Although Hinshaw’s email announcement said layoff notices will go out as early as September 1, it looks like that deadline can’t be met, at least regarding positions subject to the retrenchment process because proper notification of the union and a required 45 day waiting period.

When the Board of Regents determines that retrenchment may occur, it will so inform the Union and will provide whatever information that is available, including a list of Faculty Members expected to be retrenched, and a list of vacancies for which active recruitment is occurring throughout the UH System. The Union may submit its assessment and/or recommendation within thirty (30) days of such notification.
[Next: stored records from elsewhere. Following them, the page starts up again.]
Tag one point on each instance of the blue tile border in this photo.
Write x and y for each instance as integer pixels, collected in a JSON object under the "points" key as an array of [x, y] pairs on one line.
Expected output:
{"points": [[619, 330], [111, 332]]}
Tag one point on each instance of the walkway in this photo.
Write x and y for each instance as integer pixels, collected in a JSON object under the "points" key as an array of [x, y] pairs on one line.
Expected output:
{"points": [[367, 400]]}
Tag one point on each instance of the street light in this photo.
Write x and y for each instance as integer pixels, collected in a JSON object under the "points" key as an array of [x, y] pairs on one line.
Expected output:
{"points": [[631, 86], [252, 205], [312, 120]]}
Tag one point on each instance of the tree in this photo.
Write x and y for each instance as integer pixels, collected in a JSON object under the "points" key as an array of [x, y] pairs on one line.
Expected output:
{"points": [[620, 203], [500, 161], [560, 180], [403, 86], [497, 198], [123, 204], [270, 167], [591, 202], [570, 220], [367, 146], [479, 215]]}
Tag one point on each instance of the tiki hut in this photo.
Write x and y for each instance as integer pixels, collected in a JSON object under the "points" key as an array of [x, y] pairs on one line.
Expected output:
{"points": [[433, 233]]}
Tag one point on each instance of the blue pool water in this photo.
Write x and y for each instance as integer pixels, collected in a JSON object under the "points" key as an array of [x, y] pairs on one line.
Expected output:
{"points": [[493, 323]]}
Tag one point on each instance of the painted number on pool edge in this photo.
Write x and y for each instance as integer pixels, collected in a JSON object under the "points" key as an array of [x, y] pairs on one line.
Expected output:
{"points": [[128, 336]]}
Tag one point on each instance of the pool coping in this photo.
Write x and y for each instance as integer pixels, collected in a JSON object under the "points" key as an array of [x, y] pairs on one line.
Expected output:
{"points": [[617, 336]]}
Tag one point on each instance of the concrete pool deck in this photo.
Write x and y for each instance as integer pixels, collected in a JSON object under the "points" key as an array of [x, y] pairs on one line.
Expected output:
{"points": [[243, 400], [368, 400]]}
The Board of Regents will not proceed with its retrenchment action until forty-five (45) days after its notification to the Union.

And “bumping rights” apply to faculty as well according to the contract.

A tenured Faculty Member who is retrenched according to the provisions of this Article shall have employment rights to any position within the locus of tenure for which the Faculty Member is qualified and which is occupied by the Faculty Member with the least seniority, provided that the provisions of this paragraph shall not be applicable to the Faculty Member who is displaced.

“Locus of tenure” typically does not refer to the specific department or program in which a faculty member teaches, but to the college, a much larger unit, meaning that the process is going to be much more difficult than it appears.

And much of this pain is triggered by the Lingle administration’s ideologically-driven refusal to seek additional revenues and instead go the Herbert Hoover route.

HokuWith all that going on, I’ll end with an upbeat look at more of our Kaaawa morning dogs. This is Ms. Hoku, age 10. She’s been part of our morning walks her whole life, although at first she just begged to be petted and only later discovered the joys of the dog biscuit.